Mike scosse la testa. “Non è un problema accompagnarti a casa, Isabella.” Perché continuava ad odiare quando la chiamava così?

“Ti ho detto che puoi chiamarmi semplicemente Bella.” Disse, salendo in macchina.

“Isabella è il tuo nome, e mi piace di più.” Ecco, ora sì che suonava maledettamente male.

Non parlarono per tutto il viaggio, se non per Bella che gli dava le varie indicazioni stradali. Quando arrivarono a destinazione, Mike accostò accanto alla casa.

“E’ bellissima.”

“Grazie.” Non voleva dirgli che quella era la sua casa. Nemmeno che aveva due bambine che dormivano beate lì dentro. E nemmeno che viveva con il suo capo. “Grazie mille, Mike. E’ stata una serata fantastica.”

“Che ne dici di risentirci?” Bella alzò gli occhi senza farsi vedere.

“Sì. Credo che possa andare bene. Perché non chiedi il mio numero a James?” Così dicendo lo liquidò con un breve cenno della mano, avviandosi verso la porta centrale.

Cercò di essere più silenziosa possibile, togliendosi i tacchi sul portico, prima ancora di entrare. I piedi le facevano un male cane, e quella cena era andata liscia soltanto grazie ai suoi amici. Che il giorno dopo avrebbe ucciso lentamente.

“Sei tornata.” Una voce assonnata la fece sobbalzare, mentre nel buio cercò di mettere a fuoco qualsiasi cosa. Finché non vide Edward sul divano.

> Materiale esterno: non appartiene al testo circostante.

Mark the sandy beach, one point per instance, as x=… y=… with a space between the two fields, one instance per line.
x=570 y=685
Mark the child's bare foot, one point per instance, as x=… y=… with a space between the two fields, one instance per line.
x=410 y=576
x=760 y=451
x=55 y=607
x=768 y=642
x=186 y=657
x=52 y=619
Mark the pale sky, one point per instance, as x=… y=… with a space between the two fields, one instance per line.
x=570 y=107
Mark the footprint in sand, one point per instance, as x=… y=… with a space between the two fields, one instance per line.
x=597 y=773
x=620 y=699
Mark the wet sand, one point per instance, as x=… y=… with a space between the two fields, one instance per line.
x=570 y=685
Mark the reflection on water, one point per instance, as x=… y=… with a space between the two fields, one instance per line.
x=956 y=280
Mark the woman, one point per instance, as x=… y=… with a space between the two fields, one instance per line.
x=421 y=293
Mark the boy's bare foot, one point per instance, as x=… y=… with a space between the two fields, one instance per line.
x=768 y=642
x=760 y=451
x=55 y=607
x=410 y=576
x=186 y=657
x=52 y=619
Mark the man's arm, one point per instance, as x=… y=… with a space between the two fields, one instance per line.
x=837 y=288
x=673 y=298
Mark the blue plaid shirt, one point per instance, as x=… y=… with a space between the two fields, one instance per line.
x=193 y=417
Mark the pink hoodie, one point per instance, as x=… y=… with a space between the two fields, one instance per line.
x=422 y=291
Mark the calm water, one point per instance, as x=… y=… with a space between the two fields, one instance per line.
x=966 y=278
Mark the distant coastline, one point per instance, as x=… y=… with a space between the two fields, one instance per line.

“Che fai qui?” Sussurrò, indicandolo.

“Guardavo la tv e mi sono addormentato. Com’è andata?” Bella si sedette accanto a lui sul divano, buttando la testa all’indietro.

“Una merda.”

“Addirittura?”

“Forse non ci so fare più con gli uomini.” Annunciò, maledicendosi per aver detto ciò che le passava per la testa.

“Magari ti sbagli. Chi era questo?”

“Mike Newton.” Sentì il cucino accanto al suo alzarsi.

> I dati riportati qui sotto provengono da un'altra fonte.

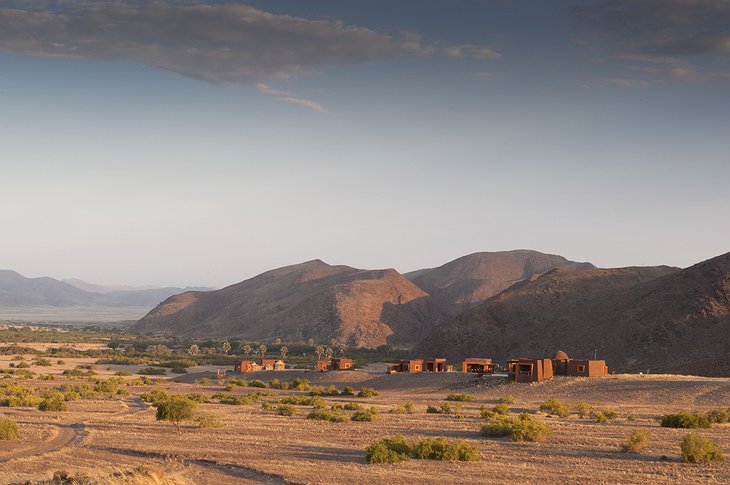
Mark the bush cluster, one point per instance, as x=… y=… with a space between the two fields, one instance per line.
x=522 y=428
x=685 y=420
x=396 y=449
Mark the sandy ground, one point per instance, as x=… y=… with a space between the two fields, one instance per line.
x=257 y=446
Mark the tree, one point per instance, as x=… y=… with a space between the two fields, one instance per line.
x=175 y=409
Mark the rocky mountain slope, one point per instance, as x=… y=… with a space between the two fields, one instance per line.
x=364 y=308
x=472 y=279
x=656 y=319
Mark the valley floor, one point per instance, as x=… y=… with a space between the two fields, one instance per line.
x=98 y=438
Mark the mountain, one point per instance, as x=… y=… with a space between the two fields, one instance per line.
x=17 y=291
x=657 y=319
x=364 y=308
x=472 y=279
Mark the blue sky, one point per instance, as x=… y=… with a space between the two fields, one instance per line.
x=200 y=143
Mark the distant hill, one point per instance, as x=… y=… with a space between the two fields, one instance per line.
x=657 y=319
x=17 y=291
x=365 y=308
x=472 y=279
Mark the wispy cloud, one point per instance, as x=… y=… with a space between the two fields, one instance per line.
x=680 y=40
x=290 y=98
x=221 y=43
x=472 y=52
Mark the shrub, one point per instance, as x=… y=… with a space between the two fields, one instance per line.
x=388 y=450
x=53 y=404
x=367 y=392
x=638 y=441
x=8 y=429
x=365 y=415
x=327 y=415
x=277 y=384
x=207 y=421
x=583 y=409
x=555 y=408
x=151 y=371
x=685 y=420
x=176 y=408
x=718 y=416
x=696 y=449
x=303 y=400
x=286 y=410
x=300 y=384
x=441 y=449
x=522 y=428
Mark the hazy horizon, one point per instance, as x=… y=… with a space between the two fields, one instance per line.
x=202 y=143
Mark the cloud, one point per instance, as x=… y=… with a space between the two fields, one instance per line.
x=221 y=43
x=472 y=52
x=683 y=40
x=290 y=98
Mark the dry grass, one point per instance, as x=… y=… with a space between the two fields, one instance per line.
x=256 y=445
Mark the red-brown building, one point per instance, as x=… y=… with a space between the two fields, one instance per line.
x=529 y=370
x=434 y=365
x=272 y=364
x=480 y=366
x=242 y=366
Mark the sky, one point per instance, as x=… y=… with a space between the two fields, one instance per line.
x=201 y=143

“Come scusa? Quel Mike Newton?” Bella sorrise nel buio.

“Già.”

“Che bastardi.”

“Chi?”

“James e Laurent.”

“Perché?” Chiese Bella, volendolo sapere veramente.

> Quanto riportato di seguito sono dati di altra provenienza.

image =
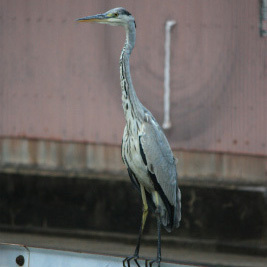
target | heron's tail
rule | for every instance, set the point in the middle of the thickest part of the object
(172, 220)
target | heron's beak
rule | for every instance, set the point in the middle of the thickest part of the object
(96, 18)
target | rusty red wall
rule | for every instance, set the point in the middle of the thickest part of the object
(60, 80)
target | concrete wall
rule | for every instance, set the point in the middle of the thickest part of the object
(59, 80)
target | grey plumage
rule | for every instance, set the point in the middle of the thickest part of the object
(145, 149)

“Niente. Non vai a dormire?”

“Mi stai forse cacciando? E poi non riesco a muovere i piedi, i tacchi me li hanno uccisi.

“Vieni qui.” Edward tirò su la coperta di Barbie e Shelly, cercando di avvolgere le gambe di entrambi. Bella invece ci pensò un po’, prima di posare la testa sulla sua spalla.

Quindi Mike non è il tuo tipo?”

“Secondo me ormai è colpa mia. Inizio io ad non essere il tipo di nessuno.”

“Stai zitta, Isabella.” Lei sistemò meglio la testa fra il collo e la spalla di Edward.

“E a detta tua, stasera stavo bene. Anche tu stai perdendo colpi con i complimenti, Edward. Sbadigliò sonoramente, chiudendo gli occhi.

Infatti hai ragione. Non stavi bene stasera, Isabella.”

“Questo mi rincuora molto.” Sussurrò appena lei, iniziando a cedere al sonno.

“Eri bellissima.” Bella cercò di capire il senso di quelle parole, chiedendosi se con il buio e il sonno che incombevano non avesse sognato tutto. Dopo qualche minuto di silenzio, sbadigliò di nuovo.

“Edward?”

“Sì?”

“Ti voglio bene.”

Anche io, tesoro.” Ma questa volta nessuno dei due era ubriaco, e nel buio della notte quelle parole erano vere come non mai.